Brooklyn Ballet’s Spring Season
At The Actor’s Fund Arts Center
April 3-5 2014 at 8pm , April 6 2014 at 4pm
April 11-12 2014 at 8pm, April 13 2014 at 4pm
Tickets: $25 General Admission
To purchase tickets go to Ovation Tix
For complete schedule and roster of artists, go to Brooklyn Ballet's website.
This year when Brooklyn Ballet takes to the stage for its Spring season, one detail will be quite different than in years past. Brooklyn Ballet has announced its first resident choreographer since 2007: the London-based New Yorker, Julia K. Gleich.
The Dance Enthusiast caught up with Gleich over the phone shortly after her new position was announced.
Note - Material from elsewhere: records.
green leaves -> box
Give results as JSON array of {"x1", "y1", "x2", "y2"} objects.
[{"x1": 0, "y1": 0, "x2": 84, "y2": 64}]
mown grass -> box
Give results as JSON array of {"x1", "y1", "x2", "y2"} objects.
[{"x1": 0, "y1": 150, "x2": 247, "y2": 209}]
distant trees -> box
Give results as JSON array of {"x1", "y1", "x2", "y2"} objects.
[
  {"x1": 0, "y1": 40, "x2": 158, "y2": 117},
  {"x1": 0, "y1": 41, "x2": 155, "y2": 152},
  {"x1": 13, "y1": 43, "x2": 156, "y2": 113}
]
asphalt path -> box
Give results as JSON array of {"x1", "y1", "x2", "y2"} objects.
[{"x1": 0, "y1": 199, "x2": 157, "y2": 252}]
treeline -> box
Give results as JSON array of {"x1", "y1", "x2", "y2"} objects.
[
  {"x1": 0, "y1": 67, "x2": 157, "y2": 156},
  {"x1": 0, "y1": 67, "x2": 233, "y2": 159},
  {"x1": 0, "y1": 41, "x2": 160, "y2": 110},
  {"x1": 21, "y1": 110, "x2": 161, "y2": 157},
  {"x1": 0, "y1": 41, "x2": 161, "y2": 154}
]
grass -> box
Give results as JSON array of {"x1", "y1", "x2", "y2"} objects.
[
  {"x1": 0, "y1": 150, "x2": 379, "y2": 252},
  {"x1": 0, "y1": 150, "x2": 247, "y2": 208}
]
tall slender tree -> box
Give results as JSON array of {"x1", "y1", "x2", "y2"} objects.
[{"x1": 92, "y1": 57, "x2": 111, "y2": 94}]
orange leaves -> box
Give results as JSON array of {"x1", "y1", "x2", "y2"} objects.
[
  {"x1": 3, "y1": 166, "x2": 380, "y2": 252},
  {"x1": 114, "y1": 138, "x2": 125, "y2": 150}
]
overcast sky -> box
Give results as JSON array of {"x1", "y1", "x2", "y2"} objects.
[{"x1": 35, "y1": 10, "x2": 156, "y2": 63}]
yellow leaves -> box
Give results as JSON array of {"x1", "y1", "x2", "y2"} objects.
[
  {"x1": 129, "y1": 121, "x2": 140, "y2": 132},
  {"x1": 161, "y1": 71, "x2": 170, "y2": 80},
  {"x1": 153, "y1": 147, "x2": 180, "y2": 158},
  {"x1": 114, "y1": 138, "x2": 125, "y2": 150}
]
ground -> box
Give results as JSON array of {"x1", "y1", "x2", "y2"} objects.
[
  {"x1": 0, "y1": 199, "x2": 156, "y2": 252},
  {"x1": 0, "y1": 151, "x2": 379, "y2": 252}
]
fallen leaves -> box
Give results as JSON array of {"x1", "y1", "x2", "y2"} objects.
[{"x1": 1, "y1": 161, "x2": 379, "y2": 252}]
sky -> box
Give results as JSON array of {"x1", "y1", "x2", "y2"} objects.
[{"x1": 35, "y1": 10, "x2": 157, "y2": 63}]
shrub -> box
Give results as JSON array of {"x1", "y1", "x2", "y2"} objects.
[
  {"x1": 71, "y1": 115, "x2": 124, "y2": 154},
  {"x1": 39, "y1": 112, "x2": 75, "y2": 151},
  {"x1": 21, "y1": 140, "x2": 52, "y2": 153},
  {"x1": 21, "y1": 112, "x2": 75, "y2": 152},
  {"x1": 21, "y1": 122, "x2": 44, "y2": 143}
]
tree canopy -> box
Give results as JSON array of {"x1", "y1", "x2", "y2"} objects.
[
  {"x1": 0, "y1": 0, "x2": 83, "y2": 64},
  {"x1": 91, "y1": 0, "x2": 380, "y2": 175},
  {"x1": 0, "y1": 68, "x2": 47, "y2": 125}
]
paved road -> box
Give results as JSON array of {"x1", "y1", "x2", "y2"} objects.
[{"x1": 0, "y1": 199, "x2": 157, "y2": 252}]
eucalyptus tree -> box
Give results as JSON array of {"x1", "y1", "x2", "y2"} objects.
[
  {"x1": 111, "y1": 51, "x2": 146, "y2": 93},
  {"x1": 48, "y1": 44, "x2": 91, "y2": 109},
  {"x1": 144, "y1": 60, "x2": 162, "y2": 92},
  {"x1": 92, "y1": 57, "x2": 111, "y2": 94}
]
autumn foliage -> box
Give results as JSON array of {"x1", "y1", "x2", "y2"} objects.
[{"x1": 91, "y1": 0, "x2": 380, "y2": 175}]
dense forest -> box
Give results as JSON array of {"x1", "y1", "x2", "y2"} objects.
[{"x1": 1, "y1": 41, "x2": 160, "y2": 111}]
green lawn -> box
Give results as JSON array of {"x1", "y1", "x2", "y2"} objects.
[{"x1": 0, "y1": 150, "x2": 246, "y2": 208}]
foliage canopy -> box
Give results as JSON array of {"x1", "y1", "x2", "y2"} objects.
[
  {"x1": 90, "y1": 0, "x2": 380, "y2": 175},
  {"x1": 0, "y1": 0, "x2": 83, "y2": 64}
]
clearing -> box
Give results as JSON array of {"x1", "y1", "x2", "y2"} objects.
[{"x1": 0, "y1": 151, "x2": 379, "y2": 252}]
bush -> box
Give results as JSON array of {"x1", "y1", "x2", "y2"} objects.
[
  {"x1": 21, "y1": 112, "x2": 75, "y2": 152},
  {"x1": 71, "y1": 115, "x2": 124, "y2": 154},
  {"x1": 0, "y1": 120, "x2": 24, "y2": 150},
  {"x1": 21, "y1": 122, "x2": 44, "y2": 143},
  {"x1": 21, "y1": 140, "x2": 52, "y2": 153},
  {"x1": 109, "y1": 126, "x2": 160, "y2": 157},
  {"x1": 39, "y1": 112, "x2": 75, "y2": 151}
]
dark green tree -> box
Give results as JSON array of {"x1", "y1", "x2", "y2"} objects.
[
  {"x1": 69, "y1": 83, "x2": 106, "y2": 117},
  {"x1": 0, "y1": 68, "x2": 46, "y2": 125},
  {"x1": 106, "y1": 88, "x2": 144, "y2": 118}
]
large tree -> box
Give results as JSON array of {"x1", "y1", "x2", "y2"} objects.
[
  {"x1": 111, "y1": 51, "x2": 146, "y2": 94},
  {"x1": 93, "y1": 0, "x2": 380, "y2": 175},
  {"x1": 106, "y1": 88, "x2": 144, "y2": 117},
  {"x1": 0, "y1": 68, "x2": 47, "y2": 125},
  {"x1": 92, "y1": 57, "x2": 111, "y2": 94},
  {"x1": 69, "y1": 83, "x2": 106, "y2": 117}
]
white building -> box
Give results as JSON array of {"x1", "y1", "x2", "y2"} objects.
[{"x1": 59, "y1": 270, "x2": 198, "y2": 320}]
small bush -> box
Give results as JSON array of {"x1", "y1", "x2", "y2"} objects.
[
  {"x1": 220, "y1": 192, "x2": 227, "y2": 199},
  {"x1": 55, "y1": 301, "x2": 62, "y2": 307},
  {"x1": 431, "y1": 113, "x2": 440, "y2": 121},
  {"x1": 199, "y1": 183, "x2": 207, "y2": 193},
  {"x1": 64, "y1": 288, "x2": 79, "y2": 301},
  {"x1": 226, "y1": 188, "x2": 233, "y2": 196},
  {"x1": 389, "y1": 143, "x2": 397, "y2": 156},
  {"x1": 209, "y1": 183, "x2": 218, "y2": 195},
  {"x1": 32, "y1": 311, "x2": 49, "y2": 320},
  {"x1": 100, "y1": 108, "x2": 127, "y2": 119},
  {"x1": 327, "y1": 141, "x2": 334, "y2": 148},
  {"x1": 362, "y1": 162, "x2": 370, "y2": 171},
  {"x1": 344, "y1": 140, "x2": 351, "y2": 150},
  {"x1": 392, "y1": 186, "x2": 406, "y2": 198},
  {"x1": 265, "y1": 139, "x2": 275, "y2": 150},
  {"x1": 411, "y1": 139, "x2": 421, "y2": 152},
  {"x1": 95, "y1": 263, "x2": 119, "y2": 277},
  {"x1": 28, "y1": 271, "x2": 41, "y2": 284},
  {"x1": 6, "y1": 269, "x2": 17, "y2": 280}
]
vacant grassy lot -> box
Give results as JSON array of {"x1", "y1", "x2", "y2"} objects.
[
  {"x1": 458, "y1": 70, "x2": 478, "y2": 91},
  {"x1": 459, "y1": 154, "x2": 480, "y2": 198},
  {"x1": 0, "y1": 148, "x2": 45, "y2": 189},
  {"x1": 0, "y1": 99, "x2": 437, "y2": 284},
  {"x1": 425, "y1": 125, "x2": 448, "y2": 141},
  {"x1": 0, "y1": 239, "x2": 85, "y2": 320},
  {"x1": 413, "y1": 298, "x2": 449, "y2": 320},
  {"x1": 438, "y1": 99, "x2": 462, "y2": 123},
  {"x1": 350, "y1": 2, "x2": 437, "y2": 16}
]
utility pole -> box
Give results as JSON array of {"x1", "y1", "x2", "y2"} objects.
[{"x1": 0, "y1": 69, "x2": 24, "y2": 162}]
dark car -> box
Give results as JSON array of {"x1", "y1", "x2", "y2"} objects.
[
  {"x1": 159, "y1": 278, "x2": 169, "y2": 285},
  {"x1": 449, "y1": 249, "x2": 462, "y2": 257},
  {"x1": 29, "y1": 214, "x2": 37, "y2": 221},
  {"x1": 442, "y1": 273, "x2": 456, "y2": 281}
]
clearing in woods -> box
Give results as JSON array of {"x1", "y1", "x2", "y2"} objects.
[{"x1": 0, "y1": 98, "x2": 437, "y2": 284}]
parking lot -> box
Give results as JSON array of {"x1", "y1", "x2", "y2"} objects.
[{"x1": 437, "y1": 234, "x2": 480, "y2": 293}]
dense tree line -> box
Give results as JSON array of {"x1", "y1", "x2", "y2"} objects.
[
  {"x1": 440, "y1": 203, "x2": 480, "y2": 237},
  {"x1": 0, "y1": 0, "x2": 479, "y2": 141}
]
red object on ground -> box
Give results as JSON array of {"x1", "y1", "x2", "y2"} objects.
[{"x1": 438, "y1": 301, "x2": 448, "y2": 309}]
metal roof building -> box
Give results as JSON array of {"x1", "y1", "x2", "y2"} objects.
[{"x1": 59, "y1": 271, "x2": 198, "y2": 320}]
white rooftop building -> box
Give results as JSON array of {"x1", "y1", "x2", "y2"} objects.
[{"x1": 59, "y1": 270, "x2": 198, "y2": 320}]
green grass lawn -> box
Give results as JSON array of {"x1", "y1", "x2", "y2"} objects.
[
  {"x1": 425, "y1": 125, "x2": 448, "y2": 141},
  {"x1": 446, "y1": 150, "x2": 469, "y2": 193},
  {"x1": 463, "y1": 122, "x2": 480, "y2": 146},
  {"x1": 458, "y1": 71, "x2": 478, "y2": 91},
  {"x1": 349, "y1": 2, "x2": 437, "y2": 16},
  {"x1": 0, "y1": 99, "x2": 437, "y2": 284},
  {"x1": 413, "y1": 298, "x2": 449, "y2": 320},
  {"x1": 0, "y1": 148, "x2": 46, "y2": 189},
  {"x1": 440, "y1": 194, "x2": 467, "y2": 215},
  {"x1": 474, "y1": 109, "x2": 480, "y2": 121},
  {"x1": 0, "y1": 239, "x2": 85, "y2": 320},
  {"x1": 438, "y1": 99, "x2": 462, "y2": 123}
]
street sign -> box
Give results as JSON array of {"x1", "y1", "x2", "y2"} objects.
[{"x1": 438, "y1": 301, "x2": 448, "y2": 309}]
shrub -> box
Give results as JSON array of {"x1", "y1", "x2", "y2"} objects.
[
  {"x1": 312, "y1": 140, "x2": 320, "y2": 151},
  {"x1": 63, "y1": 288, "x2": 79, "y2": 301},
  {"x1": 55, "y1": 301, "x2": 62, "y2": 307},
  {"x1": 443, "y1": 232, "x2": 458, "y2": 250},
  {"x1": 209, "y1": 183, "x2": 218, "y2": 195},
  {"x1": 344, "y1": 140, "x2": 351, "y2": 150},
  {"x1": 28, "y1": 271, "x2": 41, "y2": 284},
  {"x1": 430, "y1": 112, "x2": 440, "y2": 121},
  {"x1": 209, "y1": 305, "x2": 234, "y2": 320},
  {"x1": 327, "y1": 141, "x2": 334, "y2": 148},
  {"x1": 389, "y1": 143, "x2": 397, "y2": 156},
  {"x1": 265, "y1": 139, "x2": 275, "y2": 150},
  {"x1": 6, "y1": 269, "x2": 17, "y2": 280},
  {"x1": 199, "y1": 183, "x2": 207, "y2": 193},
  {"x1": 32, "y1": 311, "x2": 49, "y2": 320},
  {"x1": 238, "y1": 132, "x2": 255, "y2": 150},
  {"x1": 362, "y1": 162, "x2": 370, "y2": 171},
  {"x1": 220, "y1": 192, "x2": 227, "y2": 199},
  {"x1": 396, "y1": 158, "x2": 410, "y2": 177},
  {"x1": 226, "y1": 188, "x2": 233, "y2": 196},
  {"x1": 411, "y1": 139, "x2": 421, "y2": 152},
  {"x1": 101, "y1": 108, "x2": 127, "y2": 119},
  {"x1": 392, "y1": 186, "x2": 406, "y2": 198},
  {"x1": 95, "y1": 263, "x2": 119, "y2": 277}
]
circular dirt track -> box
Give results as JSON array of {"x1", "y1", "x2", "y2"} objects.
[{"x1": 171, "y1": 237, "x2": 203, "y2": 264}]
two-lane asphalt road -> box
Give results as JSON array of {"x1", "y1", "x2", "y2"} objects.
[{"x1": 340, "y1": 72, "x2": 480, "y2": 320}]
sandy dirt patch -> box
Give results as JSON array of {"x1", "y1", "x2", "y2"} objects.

Take a look at what she had to say.
The Dance Enthusiast: How is your experience working with the Brooklyn Ballet so far?
Julia K. Gleich: I’ve known Lynn (Parkerson) for some time, so it was really an honor when she asked me to be resident choreographer, and I have already done a few different pieces with them ranging from working with the youth ballet to the professional company. I always fantasized about working with dance companies that have individuality and foster a sort of humanity that I think ballet should have. Lynn and I share a vision here in terms of diversity and empowering women, which is often lacking in the ballet world.
TDE: Are you presenting a new piece for the performance this week and if so can you tell us about it?
JKG: The Brooklyn Ballet is very experimental. They are not afraid to take some chances. There are two pieces that I am creating. The one piece was a work in progress called The Solitude and now it has been fully produced and further developed. It is, in a way, a new work because new dancers change every piece of work that you make.
The other piece is called Quilt/ One Night Stand. The One Night Stand section particularly refers to the different musician performing in it every night. The piece itself has a daily evolution. It is based on improvisational structures using the mathematical concept of vectors. Vectors are a way of looking at directed energy.
TDE: What are your future plans with the Brooklyn Ballet?
JKG: At this point in time I am focused on making sure these works are ready. There are a lot of possibilities with Brooklyn Ballet. I choreographed a piece in which I used the youth ballet and was able to capture their youthful energy. This is something we are losing as we become so technical. I am interested in the people and not just the shapes of them. I would definitely like to draw out Brooklyn Ballet’s individuality in some of my own work.
TDE: What do you think the difference is in working here versus the United Kingdom?
JKG: I hate to say it, but I really enjoy working in New York because there is an environment of going for it and risk taking. There is a willingness to do things quickly. In the U.K., you are fighting with history and fighting against the syllabus training that the Royal Academy of Dance and other organizations have established. I think this a real negative for dance. It implies that there is one right way and that everybody should dance that way. Why would we want that? This is starting to happen more over here than it used to- especially in ballet, where it can become so artificial and there are pressures to conform.